|
Prosesi pernikahan Kodok Sukodok dengan peri Setyowati. (Foto dok Adrian Crapciu) |
Oleh Ahmad Yulden Erwin*
Menafsirkan seni kejadian “Mbah Kodok Rabi Peri Setyowati” karya Bramantyo Prijosusilo memang asyik. Pada dasarnya happening art atau seni kejadian adalah seni tentang gagasan, seni ide. Sebermula suatu ide muncul, dipertanyakan, diperdebatkan dalam pikiran senimannya sebagai penggagas seni kejadian, kemudian dihadirkan ke realitas sehari-hari dalam bentuk karya seni.
Setelah gagasan itu menjadi seni kejadian, maka gagasan itu akan kembali muncul, dipertanyakan, diperdebatkan dalam pikiran banyak orang, kemudian hadir menjadi wacana publik. Pada intinya, jangkau estetik seni kejadian, tak selesai ketika hadir sebagai pertunjukan seni semata, tetapi, lebih lagi, setelah pertunjukan seni itu selesai dilakukan dan menjadi wacana publik.
Seni kejadian adalah suatu upaya untuk menghadirkan gagasan ke dalam ekspresi seni, oleh sebab selama ini gagasan cenderung diekspresikan ke dalam bentuk wacana ilmiah, filosofis, atau spiritual semata.
Nah, seni kejadian mencari jalan lain untuk menghadirkan gagasan, ke dalam ekspresi seni, yang menghadirkan ambiguitas, tafsir lain itu, dengan cara yang menggugah rasa dan pikiran kita sebagai manusia yang berbudaya.
Pada seni kejadian yang digagas oleh Bramantyo Prijosusilo ini, gagasan atau kritik yang ditampilkan benar-benar sublim, halus, dan pastilah mengguncang wacana publik. Ini saja sudah menunjukkan kualitas seni dari penggagasnya, dari senimannya.

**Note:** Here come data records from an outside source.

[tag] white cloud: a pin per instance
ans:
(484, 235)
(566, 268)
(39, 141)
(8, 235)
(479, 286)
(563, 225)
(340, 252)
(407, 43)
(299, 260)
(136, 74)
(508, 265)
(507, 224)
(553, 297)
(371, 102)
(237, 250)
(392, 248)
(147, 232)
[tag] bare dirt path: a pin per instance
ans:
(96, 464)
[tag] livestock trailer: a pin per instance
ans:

Seni kejadian yang diekspresikan oleh Bramantyo membuka ruang wacana publik, memunculkan tafsir-tafsir yang beraneka, dan menghadirkan parodi atas realitas status quo di tengah keseriusan ekspresi seninya. Seni kejadian yang digagas oleh Bramantyo bukan sekedar seni aksi orang-orang yang yang tubuhnya dicat hitam atau putih, mengenakan celana jeans buntung yang sengaja digunting dan bertelanjang dada, lalu berjalan sambil menyeret-nyeret kerdus bekas yang ditulisi “KERANDA MATINYA DEMOKRASI” — seperti banyak dipertunjukkan dalam berbagai aksi demonstrasi mahasiswa selama ini.
Sebaliknya, seni kejadian Bramantyo Prijosusilo ini diekspresikan dengan estetik, karena saya yakin sebagai seorang seniman pastilah Bramantyo Prijosusilo menyadari bahwa inti dari seni kejadian adalah kematangan dan kedalaman dari gagasan, bukan sekadar verbalitas dan atau vulgaritas gagasan. Karena itu, karya seni kejadian Bung Bram memang pantas diapresiasi.
Saya sendiri menikmati seni kejadian yang dihadirkan oleh Bung Bram selama ini, meski tidak pernah menontonnya secara langsung, oleh sebab saya menikmati permainan gagasannya yang sublim sekaligus menyentak. Misalnya: gagasan untuk menikahkan manusia dengan mahluk gaib dalam tradisi Jawa, setahu saya, pernah terjadi dalam cerita antara Sultan Agung dengan Nyai Roro Kidul. Tapi, dalam seni kejadian Bung Bram, pernikahan gaib itu, justru dibumikan derajat hagemoninya, relasi kuasanya, dengan menyelenggarakan upacara perkawinan adat Jawa bagi “orang biasa”.
Lalu, saya pun teringat, bahwa ini seperti sebuah gema atas peristiwa politik yang baru saja terjadi, saat “orang biasa” itu, yang sama sekali tak diperhitungkan dalam konstelasi elit politik negeri ini, tiba-tiba, dengan dukungan para relawan yang tanpa pamrih, bisa menjadi Presiden RI ke-7. Tafsir terhadap seni kejadian itu kemudian juga bisa berkembang lagi setelah menyimak pesan-pesan pelestarian lingkungan dan budaya, semangat kegotong-royongan dan kebhinekaan, serta ajaran “keluhuran budi” dalam spiritualitas di Nusantara yang dihadirkan pada saat pertunjukan.